Not that I’m unappreciative of the life my parents made for me. I always had a great Halloween costume and the good peanut butter on my sandwich. I do not wish I was a refugee or an orphan, but it would make for a more exciting life story. As it is, I’ve had to work doubly hard to develop traits other than apathy or naiveté.
I’ve gone on mission trips to Nicaragua and Mexico. I’ve studied abroad in Uruguay. I’ve worked with homeless teenagers in Denver, Colo. I’ve interned at churches in children’s ministry. I’ve been a part of the campus chapter of International Justice Mission and helped start ACU for Fair Trade. I have a heart for the unheard. But it didn’t come automatically.
Journalism has helped create it. Reporting, even on a college campus, has heightened my understanding of people – their interests, their hang-ups, their biases – and my awareness of the traditions and tensions inherent in any community. Interviewing has taught me, often the hard way, to be tactful, sensitive and quick on my feet. Writing often has improved my ability to convey ideas, both on paper and out loud.
The most important thing it has taught me, though, is the value of sharing knowledge. Without a clear perception of the world around me, I would still be a skinny blonde girl wearing sundresses and pink, plastic glasses, oblivious to war, poverty or elections.
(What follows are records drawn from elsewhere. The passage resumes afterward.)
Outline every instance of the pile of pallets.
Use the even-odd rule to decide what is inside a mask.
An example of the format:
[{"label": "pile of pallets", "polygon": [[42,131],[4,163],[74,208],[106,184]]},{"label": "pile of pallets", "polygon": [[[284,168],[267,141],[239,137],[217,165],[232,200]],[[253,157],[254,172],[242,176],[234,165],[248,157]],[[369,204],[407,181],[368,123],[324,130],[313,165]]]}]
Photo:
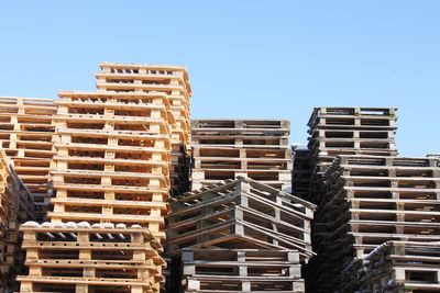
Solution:
[{"label": "pile of pallets", "polygon": [[245,176],[289,192],[289,132],[284,120],[193,120],[193,190]]},{"label": "pile of pallets", "polygon": [[370,253],[358,292],[440,292],[440,244],[389,241]]},{"label": "pile of pallets", "polygon": [[52,222],[135,223],[165,238],[169,104],[163,93],[61,91]]},{"label": "pile of pallets", "polygon": [[[174,200],[172,210],[167,227],[168,251],[177,258],[183,253],[185,268],[202,268],[201,271],[193,269],[194,272],[184,269],[180,275],[174,277],[174,283],[183,280],[184,291],[248,292],[252,289],[257,292],[304,292],[298,263],[307,262],[314,255],[310,249],[314,204],[255,180],[238,177],[187,192]],[[246,252],[246,249],[260,252]],[[289,260],[288,253],[280,252],[286,249],[295,250],[295,261]],[[188,262],[186,251],[193,250],[193,259],[195,255],[201,259]],[[285,257],[283,261],[277,259],[280,255]],[[218,269],[204,268],[204,263]],[[295,272],[286,272],[285,268],[282,274],[278,269],[287,264],[294,264]],[[212,273],[215,275],[210,275]],[[262,280],[264,275],[266,281]],[[275,280],[276,284],[273,283]]]},{"label": "pile of pallets", "polygon": [[0,150],[0,291],[16,289],[15,277],[23,270],[20,224],[34,218],[32,194],[18,177],[12,162]]},{"label": "pile of pallets", "polygon": [[48,170],[55,154],[54,113],[54,100],[0,98],[0,144],[32,193],[38,221],[43,221],[48,210],[52,193]]},{"label": "pile of pallets", "polygon": [[28,222],[21,230],[29,274],[20,292],[160,292],[162,246],[139,225]]},{"label": "pile of pallets", "polygon": [[322,174],[336,156],[397,155],[395,111],[395,108],[315,108],[308,122],[312,168],[308,201],[319,201]]},{"label": "pile of pallets", "polygon": [[292,171],[292,193],[307,199],[310,192],[312,167],[310,150],[301,145],[292,145],[294,169]]},{"label": "pile of pallets", "polygon": [[169,103],[172,194],[189,190],[191,87],[185,66],[100,63],[99,91],[163,93]]},{"label": "pile of pallets", "polygon": [[[30,272],[19,278],[21,292],[108,292],[109,285],[111,292],[158,292],[164,281],[165,262],[158,253],[167,201],[172,189],[185,188],[182,182],[173,187],[172,156],[186,159],[189,146],[189,122],[184,123],[189,119],[190,95],[186,68],[125,64],[101,64],[101,68],[98,91],[61,91],[55,101],[56,156],[51,176],[56,196],[47,213],[51,223],[23,226],[30,233],[23,243]],[[187,117],[179,117],[177,110]],[[173,155],[173,144],[180,154]],[[133,244],[138,234],[148,235],[142,249]],[[88,240],[79,244],[84,237]],[[157,245],[152,245],[152,237]],[[40,251],[40,246],[47,250]],[[53,248],[58,246],[66,251]],[[78,246],[84,251],[78,252]],[[95,247],[99,247],[96,252]],[[57,269],[65,263],[73,266]]]},{"label": "pile of pallets", "polygon": [[438,161],[355,155],[334,159],[323,176],[324,193],[315,215],[318,257],[308,269],[312,292],[336,290],[344,267],[387,240],[440,241]]},{"label": "pile of pallets", "polygon": [[305,292],[296,250],[184,249],[182,292]]}]

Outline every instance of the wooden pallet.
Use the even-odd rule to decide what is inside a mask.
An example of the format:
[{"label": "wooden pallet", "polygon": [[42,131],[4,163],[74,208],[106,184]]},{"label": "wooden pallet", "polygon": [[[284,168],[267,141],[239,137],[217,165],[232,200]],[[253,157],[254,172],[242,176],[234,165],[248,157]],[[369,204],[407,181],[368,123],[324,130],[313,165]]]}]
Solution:
[{"label": "wooden pallet", "polygon": [[295,250],[184,249],[184,292],[304,292]]},{"label": "wooden pallet", "polygon": [[101,63],[97,72],[99,91],[163,92],[173,106],[176,123],[172,125],[173,137],[184,142],[190,149],[189,98],[191,88],[184,66],[153,66],[139,64]]},{"label": "wooden pallet", "polygon": [[277,120],[194,120],[193,145],[279,147],[287,146],[290,123]]},{"label": "wooden pallet", "polygon": [[23,267],[24,255],[20,249],[21,223],[34,219],[33,196],[18,177],[12,161],[3,149],[0,151],[0,290],[14,289],[15,275]]},{"label": "wooden pallet", "polygon": [[309,127],[328,126],[344,129],[394,129],[395,108],[315,108]]},{"label": "wooden pallet", "polygon": [[387,240],[439,241],[438,161],[433,157],[336,158],[323,173],[312,243],[321,258],[319,266],[338,261],[342,266],[315,273],[310,268],[307,279],[330,282],[326,290],[332,291],[344,266]]},{"label": "wooden pallet", "polygon": [[28,222],[21,230],[29,274],[18,278],[20,292],[66,290],[63,285],[76,292],[105,286],[114,286],[116,292],[121,286],[130,292],[160,292],[164,281],[162,246],[140,226]]},{"label": "wooden pallet", "polygon": [[[167,113],[173,120],[169,122],[170,144],[173,148],[180,148],[184,144],[185,147],[179,150],[182,156],[190,155],[191,88],[185,66],[100,63],[100,67],[101,72],[96,74],[98,92],[161,94],[169,104]],[[187,191],[188,181],[186,173],[178,172],[172,178],[172,194]]]},{"label": "wooden pallet", "polygon": [[440,246],[389,241],[370,253],[359,292],[440,292]]},{"label": "wooden pallet", "polygon": [[169,251],[186,247],[299,249],[307,260],[312,204],[239,178],[182,195],[172,204]]},{"label": "wooden pallet", "polygon": [[55,154],[52,144],[55,112],[54,100],[0,98],[0,145],[38,204],[38,219],[44,217],[51,198],[48,170]]}]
And so would thousands of other kids. Without educated reporters writing intelligently on important subjects, a large percentage of the population would continue living in suburban bliss, never knowing their action could have a huge impact on the world around them.
Not everyone can be a journalist – we need a few doctors, teachers and sanitation workers, too. But everyone should have a finger on the pulse of her community. We are the future and fate of the world. Don’t you think we should know what we’re doing?